Inwardly, they're smugly pleased with themselves and the things they've accomplished. Oh, yes, their head may resound with thoughts of God's grace and favor dispensed in their lives, but they have yet to come to grips with their utter lack of worthiness. They've read their Bible, they've baked cookies for church, they have a blog where they write on spiritual themes...they've deserved some of God's blessings, certainly.

I know. I've done the same thing far too often, largely due to the fact that I haven't been confronted full-force with my weaknesses, with the reality that, apart from Christ, I really am undeserving.

But this semester - this year - I've watched my humanity seep through whatever veneer I prided myself on having gently smoothed over my faults and sin. Granted, I had learned much during high school, having grown spiritually and matured in my faith - but I hadn't reached some sort of perfection plateau. College transformed (and, to be honest) is still transforming my view of myself - and of God.

I've shrugged off the promptings of the Lord in favor of my pride and so-called "busy" schedule (time management issues on top of that, anyone?). I've let satan rule me with fear. My love for others has often been insincere, and my eyes have been so taken up with the glitter of the present that I, at times, haven't been able to see the glow of the future God has in store for me.

Long story short, ladies and gentlemen? I'm weak. Above all things, this past year has taught me the message of 1 Corinthians 10:12: "If you think you are standing strong, be careful not to fall." In His faithfulness, He forgives my sin, but His glory calls me to nevertheless pursue holiness (Romans 6:1-2). And I do. And I fail. And His grace is sufficient in my weakness (2 Corinthians 12:9) as I cry out for His help to please Him and live a life obedient to His words.

Thus, I mean what I say when I declare that I am unworthy of what God has done for me. I can only pray that this message, this truth of my utter unworthiness and His supreme worthiness, will invade me like a lightning bolt invades the trunk of a tree and sets it on fire.
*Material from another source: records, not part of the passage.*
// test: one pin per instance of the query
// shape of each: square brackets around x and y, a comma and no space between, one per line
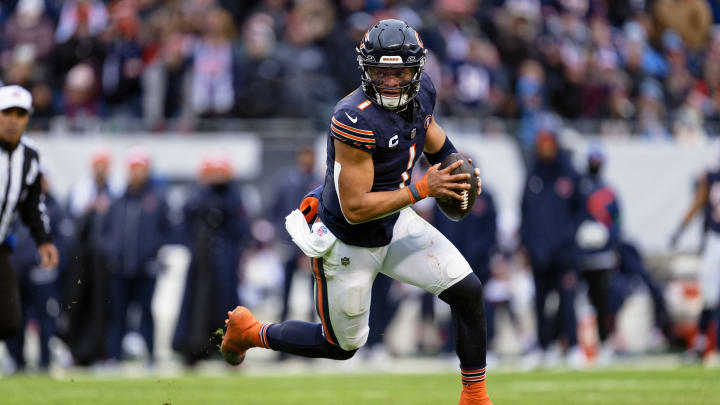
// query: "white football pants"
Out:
[418,254]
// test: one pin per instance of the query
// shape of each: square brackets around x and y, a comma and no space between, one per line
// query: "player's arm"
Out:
[701,196]
[355,173]
[438,146]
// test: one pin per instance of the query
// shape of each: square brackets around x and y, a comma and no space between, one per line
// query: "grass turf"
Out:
[691,386]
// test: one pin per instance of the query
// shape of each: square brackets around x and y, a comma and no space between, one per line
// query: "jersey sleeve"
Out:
[351,128]
[426,84]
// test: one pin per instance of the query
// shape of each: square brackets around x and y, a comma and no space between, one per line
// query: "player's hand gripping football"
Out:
[477,174]
[443,184]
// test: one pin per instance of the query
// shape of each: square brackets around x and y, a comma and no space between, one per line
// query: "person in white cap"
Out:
[20,191]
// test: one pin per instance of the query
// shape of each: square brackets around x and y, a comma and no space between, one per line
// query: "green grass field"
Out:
[691,386]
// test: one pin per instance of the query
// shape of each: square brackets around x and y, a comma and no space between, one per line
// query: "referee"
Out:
[19,191]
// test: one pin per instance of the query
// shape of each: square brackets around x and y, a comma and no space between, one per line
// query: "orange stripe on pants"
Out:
[321,309]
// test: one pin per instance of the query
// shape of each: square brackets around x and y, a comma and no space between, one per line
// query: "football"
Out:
[453,208]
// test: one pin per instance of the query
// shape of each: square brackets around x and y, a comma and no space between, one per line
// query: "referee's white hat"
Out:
[15,96]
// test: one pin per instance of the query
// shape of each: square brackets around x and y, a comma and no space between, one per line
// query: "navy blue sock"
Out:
[304,339]
[468,318]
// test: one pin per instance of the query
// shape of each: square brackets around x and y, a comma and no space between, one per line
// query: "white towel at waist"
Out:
[315,242]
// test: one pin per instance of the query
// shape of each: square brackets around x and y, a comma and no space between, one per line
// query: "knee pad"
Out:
[466,292]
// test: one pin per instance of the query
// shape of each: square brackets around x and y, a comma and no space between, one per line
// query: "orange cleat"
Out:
[474,394]
[243,332]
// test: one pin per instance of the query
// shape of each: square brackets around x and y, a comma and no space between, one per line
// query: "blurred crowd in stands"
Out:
[644,67]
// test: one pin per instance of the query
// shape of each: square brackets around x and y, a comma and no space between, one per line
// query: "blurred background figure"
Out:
[706,200]
[290,186]
[134,228]
[598,239]
[213,66]
[551,201]
[83,324]
[123,62]
[39,288]
[217,232]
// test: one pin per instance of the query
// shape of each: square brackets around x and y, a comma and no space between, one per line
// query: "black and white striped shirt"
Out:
[21,190]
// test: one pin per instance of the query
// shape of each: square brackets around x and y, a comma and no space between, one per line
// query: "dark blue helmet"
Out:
[391,44]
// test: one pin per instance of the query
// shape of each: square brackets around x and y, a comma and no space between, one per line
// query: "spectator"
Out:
[77,38]
[30,27]
[123,65]
[261,73]
[80,96]
[213,67]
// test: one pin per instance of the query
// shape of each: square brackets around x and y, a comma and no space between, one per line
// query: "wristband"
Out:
[418,190]
[410,194]
[414,193]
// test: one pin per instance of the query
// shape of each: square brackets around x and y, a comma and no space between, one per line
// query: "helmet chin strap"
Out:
[391,102]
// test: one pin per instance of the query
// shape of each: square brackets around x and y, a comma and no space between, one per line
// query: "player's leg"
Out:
[420,255]
[10,311]
[343,281]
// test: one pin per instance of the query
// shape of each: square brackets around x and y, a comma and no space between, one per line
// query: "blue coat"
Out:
[550,206]
[218,228]
[134,228]
[599,205]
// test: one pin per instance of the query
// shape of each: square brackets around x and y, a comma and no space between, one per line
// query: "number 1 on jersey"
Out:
[406,174]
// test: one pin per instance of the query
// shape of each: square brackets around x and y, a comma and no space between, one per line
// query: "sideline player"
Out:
[365,221]
[20,178]
[707,199]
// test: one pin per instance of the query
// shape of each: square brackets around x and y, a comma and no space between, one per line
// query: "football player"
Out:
[362,222]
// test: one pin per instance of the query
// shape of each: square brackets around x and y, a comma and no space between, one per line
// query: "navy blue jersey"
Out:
[712,208]
[395,145]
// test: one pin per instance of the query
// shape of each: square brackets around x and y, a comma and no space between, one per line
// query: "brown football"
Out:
[453,208]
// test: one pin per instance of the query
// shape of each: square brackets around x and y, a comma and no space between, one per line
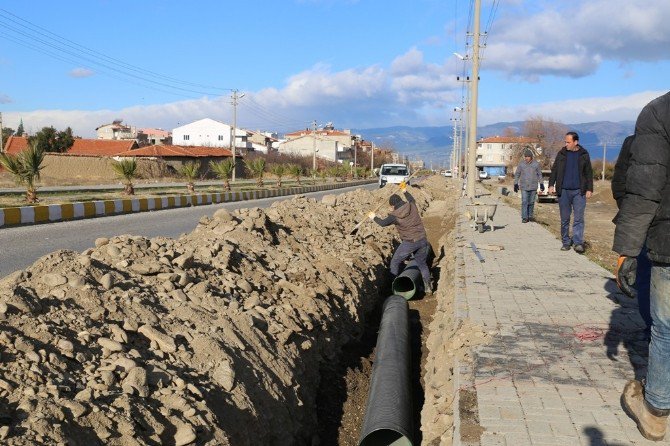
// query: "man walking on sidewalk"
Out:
[644,215]
[572,180]
[526,178]
[405,215]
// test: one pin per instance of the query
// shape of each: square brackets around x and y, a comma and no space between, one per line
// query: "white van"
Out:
[393,174]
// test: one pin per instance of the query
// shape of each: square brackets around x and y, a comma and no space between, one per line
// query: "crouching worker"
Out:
[405,215]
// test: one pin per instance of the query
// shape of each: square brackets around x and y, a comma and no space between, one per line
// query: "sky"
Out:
[355,63]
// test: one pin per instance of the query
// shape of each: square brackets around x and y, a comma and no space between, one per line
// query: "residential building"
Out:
[150,136]
[116,130]
[261,141]
[327,143]
[100,147]
[175,156]
[494,154]
[209,133]
[15,144]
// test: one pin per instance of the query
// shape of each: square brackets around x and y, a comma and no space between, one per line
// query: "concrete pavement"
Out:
[564,340]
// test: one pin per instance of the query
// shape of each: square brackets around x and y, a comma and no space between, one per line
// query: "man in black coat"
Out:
[644,216]
[643,271]
[572,180]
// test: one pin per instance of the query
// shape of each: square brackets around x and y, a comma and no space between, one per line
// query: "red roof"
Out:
[319,132]
[509,139]
[15,144]
[101,147]
[177,151]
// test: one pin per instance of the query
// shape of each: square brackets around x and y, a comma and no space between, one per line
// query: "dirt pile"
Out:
[213,338]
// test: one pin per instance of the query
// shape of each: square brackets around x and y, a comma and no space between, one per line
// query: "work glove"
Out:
[626,272]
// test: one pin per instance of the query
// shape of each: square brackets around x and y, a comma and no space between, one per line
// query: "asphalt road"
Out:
[21,246]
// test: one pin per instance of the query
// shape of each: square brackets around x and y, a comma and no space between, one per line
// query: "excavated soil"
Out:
[218,337]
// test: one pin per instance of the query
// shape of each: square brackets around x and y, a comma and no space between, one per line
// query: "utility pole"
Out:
[355,160]
[372,159]
[233,130]
[474,88]
[454,150]
[314,147]
[602,178]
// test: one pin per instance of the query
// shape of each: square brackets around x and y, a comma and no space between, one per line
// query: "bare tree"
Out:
[549,134]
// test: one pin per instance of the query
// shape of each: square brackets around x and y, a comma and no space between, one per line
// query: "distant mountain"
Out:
[435,143]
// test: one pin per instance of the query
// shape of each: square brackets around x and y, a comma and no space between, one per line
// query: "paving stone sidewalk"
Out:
[564,339]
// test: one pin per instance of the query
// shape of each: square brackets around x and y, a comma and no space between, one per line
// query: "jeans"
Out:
[420,250]
[572,201]
[657,389]
[643,274]
[527,203]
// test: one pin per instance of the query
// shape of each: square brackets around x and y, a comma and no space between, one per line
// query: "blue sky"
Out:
[356,63]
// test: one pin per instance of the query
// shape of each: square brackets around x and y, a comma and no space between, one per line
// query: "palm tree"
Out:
[127,170]
[295,171]
[26,168]
[257,167]
[190,171]
[223,170]
[278,170]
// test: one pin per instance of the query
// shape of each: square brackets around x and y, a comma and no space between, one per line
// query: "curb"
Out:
[26,215]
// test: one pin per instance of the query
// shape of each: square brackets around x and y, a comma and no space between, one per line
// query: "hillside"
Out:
[434,143]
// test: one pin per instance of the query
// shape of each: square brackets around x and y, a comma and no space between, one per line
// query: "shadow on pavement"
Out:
[626,328]
[596,438]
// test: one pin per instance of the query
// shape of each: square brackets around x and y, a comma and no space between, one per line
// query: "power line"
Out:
[45,41]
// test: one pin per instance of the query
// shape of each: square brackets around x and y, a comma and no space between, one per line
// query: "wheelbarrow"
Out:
[480,213]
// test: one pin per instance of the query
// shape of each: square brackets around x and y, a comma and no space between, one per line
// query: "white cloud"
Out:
[615,108]
[572,38]
[81,72]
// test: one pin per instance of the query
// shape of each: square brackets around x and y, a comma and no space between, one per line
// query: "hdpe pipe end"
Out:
[385,437]
[404,286]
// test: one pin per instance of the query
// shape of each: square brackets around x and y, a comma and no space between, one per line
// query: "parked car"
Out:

I want to always and forever be amazed by the things He does for me, to keep gasping and staring and wondering and murmuring in awe that this is my God.

This is our God.

Another psalm (Psalm 103, specifically verses 1-5) comes to my mind as I meditate on the year gone by:

"Bless the Lord, O my soul;
And all that is within me, bless His holy name!
Bless the Lord, O my soul,
And forget not all His benefits:
Who forgives all your iniquities,
Who heals all your diseases,
Who redeems your life from destruction,
Who crowns you with lovingkindness and tender mercies,
Who satisfies your mouth with good things,
So that your youth is renewed like the eagle’s."

And, honestly? That's all I can say. It's all I have to offer: an encouragement to you and to my own soul to bless the Lord, the One Who in and of Himself is the highest benefit, our Great Reward; the One Who has set our sins as far as the east is from the west (Psalm 103:12); our Healer; our Redeemer, Who takes our brokenness and brings forth beauty; our Glory, our Joy, our Satisfier, our Strength.

Bless Him. Bless Him for Who He is and what He has done. Even when we are (as we are so very often) unworthy, He is utterly, eternally worthy.

I can't wait to see where He takes me next...

Bless the Lord, O my soul; and all that is within me, bless His holy name!